Rev 4475: Assert that entries in the annotation cache also get cleaned up. in http://bazaar.launchpad.net/~jameinel/bzr/1.17-rework-annotate

Thu Jun 18 22:02:22 BST 2009

At http://bazaar.launchpad.net/~jameinel/bzr/1.17-rework-annotate

------------------------------------------------------------
revno: 4475
revision-id: john at arbash-meinel.com-20090618210201-o1dwswy4e6x7fpmb
parent: john at arbash-meinel.com-20090618204840-x1q1wiilwdmjh94q
committer: John Arbash Meinel <john at arbash-meinel.com>
branch nick: 1.17-rework-annotate
timestamp: Thu 2009-06-18 16:02:01 -0500
message:
  Assert that entries in the annotation cache also get cleaned up.
  This actually drops peak mem by almost 100MB, I wouldn't think the annotations
  would be that expensive...
  Anyway, texts themselves are still held by the VF stream, so we only save
  for other things that we might be caching.
-------------- next part --------------
=== modified file 'bzrlib/_annotator_py.py'

--- a/bzrlib/_annotator_py.py	2009-06-18 20:48:40 +0000
+++ b/bzrlib/_annotator_py.py	2009-06-18 21:02:01 +0000
@@ -22,6 +22,7 @@
     graph as _mod_graph,
     osutils,
     patiencediff,
+    ui,
     )
 
 
@@ -60,7 +61,7 @@
         keys = parent_map.keys()
         return keys
 
-    def _get_needed_texts(self, key):
+    def _get_needed_texts(self, key, pb=None):
         """Get the texts we need to properly annotate key.
 
         :param key: A Key that is present in self._vf
@@ -70,7 +71,12 @@
             future improvements may change this to a simple text string.
         """
         keys = self._get_needed_keys(key)
-        for record in self._vf.get_record_stream(keys, 'topological', True):
+        if pb is not None:
+            pb.update('getting stream', 0, len(keys))
+        stream  = self._vf.get_record_stream(keys, 'topological', True)
+        for idx, record in enumerate(stream):
+            if pb is not None:
+                pb.update('extracting', 0, len(keys))
             this_key = record.key
             lines = osutils.chunks_to_lines(record.get_bytes_as('chunked'))
             num_lines = len(lines)
@@ -118,6 +124,9 @@
         # TODO: consider making all annotations unique and then using 'is'
         #       everywhere.
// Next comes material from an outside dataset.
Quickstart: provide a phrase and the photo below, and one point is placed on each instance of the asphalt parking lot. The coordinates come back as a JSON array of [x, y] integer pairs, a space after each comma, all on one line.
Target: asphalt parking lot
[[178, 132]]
Current results claim that isn't any faster,
         #       because of the time spent deduping
+        #       deduping also saves a bit of memory. For NEWS it saves ~1MB,
+        #       but that is out of 200-300MB for extracting everything, so a
+        #       fairly trivial amount
         for parent_idx, lines_idx, match_len in matching_blocks:
             # For lines which match this parent, we will now resolve whether
             # this parent wins over the current annotation
@@ -166,6 +175,7 @@
             num -= 1
             if num == 0:
                 del self._text_cache[parent_key]
+                del self._annotations_cache[parent_key]
                 # Do we want to clean up _num_needed_children at this point as
                 # well?
             self._num_needed_children[parent_key] = num
@@ -173,17 +183,21 @@
     def annotate(self, key):
         """Return annotated fulltext for the given key."""
         keys = self._get_needed_texts(key)
-        for text_key, text, num_lines in self._get_needed_texts(key):
-            (this_annotation,
-             annotations) = self._init_annotations(text_key, num_lines)
+        pb = ui.ui_factory.nested_progress_bar()
+        try:
+            for text_key, text, num_lines in self._get_needed_texts(key, pb=pb):
+                (this_annotation,
+                 annotations) = self._init_annotations(text_key, num_lines)
 
-            parent_keys = self._parent_map[text_key]
-            if parent_keys:
-                self._update_from_one_parent(annotations, text, parent_keys[0])
-                for parent in parent_keys[1:]:
-                    self._update_from_other_parents(annotations, text,
-                                                    this_annotation, parent)
-            self._record_annotation(text_key, parent_keys, annotations)
+                parent_keys = self._parent_map[text_key]
+                if parent_keys:
+                    self._update_from_one_parent(annotations, text, parent_keys[0])
+                    for parent in parent_keys[1:]:
+                        self._update_from_other_parents(annotations, text,
+                                                        this_annotation, parent)
+                self._record_annotation(text_key, parent_keys, annotations)
+        finally:
+            pb.finished()
         try:
             annotations = self._annotations_cache[key]
         except KeyError:

=== modified file 'bzrlib/tests/test__annotator.py'
--- a/bzrlib/tests/test__annotator.py	2009-06-18 20:35:31 +0000
+++ b/bzrlib/tests/test__annotator.py	2009-06-18 21:02:01 +0000
@@ -268,6 +268,7 @@
                           self.ff_key: 1,
                          }, self.ann._num_needed_children)
         self.assertTrue(self.fa_key in self.ann._text_cache)
+        self.assertTrue(self.fa_key in self.ann._annotations_cache)
         self.ann._record_annotation(self.fd_key, [self.fb_key, self.fc_key], [])
         self.assertEqual({self.fa_key: 2,
                           self.fb_key: 0,
@@ -277,5 +278,8 @@
                           self.ff_key: 1,
                          }, self.ann._num_needed_children)
         self.assertTrue(self.fa_key in self.ann._text_cache)
+        self.assertTrue(self.fa_key in self.ann._annotations_cache)
         self.assertFalse(self.fb_key in self.ann._text_cache)
+        self.assertFalse(self.fa_key in self.ann._annotations_cache)
         self.assertFalse(self.fc_key in self.ann._text_cache)
+        self.assertFalse(self.fa_key in self.ann._annotations_cache)